Faces in the Crowds - A Tokyo international anthology
Edited by Hillel Wright

(Printed Matters Press)

Tokyo is one of those towns that has room for everything—even literature, even in english. A good many writers from Britain, Canada, the U.S. and other english-speaking countries live and work in the city and they form, as expats often do, a close-knit school. Faces in the Crowds, a new anthology from Printed Matter Press, gives us a glimpse of the school and its main exponents: the poets who read at What the Dickens British pub, the Tokyo Writers’ Group, the English teachers at the Temple University, and miscellaneous other writers who live in Tokyo or its environs. Editor Hillel Wright says he chose the title Faces in the Crowds because “whenever I think of Tokyo, I think of crowds.” There are certainly some memorable faces in this crowd, but the real triumph of the book is the sum of its parts, its multi-faceted portrait of the Tokyo writers themselves: young, irreverent, and sardonic, living on the shifting borders where East meets West.

Some highlights ... In “Franks Floating World”, Richard Russell describes Bangkok, with its crowds, girls, and power outages. Whistling Shade contributor Jesse Glass has several poems, one of them a beautiful piece about a 1942 photo that caught a suicide falling in mid air from a building in Buffalo. Kevin Dobbs’ poem “To Sacrifice a Bavarian Roadster” thumbs its nose at Western civilization, while Japanese society is ridiculed in David Cozy’s story “Statues of Liberty”. Barbara Summerhawk’s tale “The Calendar” is perhaps the most Japanese in style, using the image of a horse racing calendar and caged bird to represent the two divergent life-styles of the main characters. Some of the best pieces in the anthology are actually non-fiction, such as Tony Skevington’s “Letter from Japan”, about Japanese funeral practices, and Hirohisa Tajima’s “Untitled Personal Essay”. In the essay Tajima describes how his father had been training as a kamikaze pilot near the end of World War II; he lived only because the Hiroshima bomb stopped the war. “Owing to this, I was given my life. Thinking about the war, I often have a mixed, complex and somewhat paradoxical feeling.” Somewhat paradoxical—now that’s what I call understatement!
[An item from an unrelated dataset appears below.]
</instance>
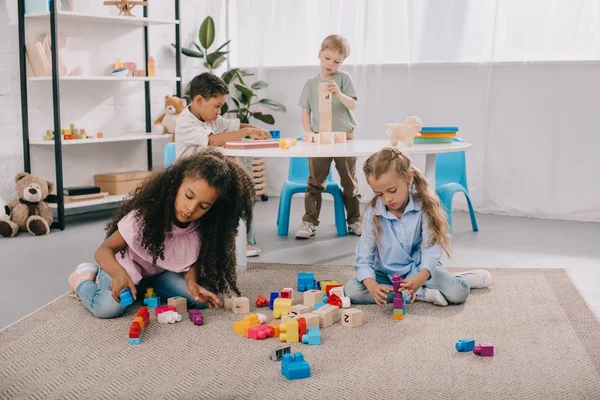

Faces in the Crowds boasts very few, if any, well known writers, and for some this will doubtless be the highlight of their writing career. Yet the anthology as a whole is more satisfying than a Norton or Oxford collection. It’s not just a survey of bright stars taken from various places and times, but a natural constellation of writers. Or, to change metaphors, Faces in the Crowds is like a wild, friendly block party—it ain’t a black tie bash at the governor’s mansion, but it’s a hell of a lot more fun.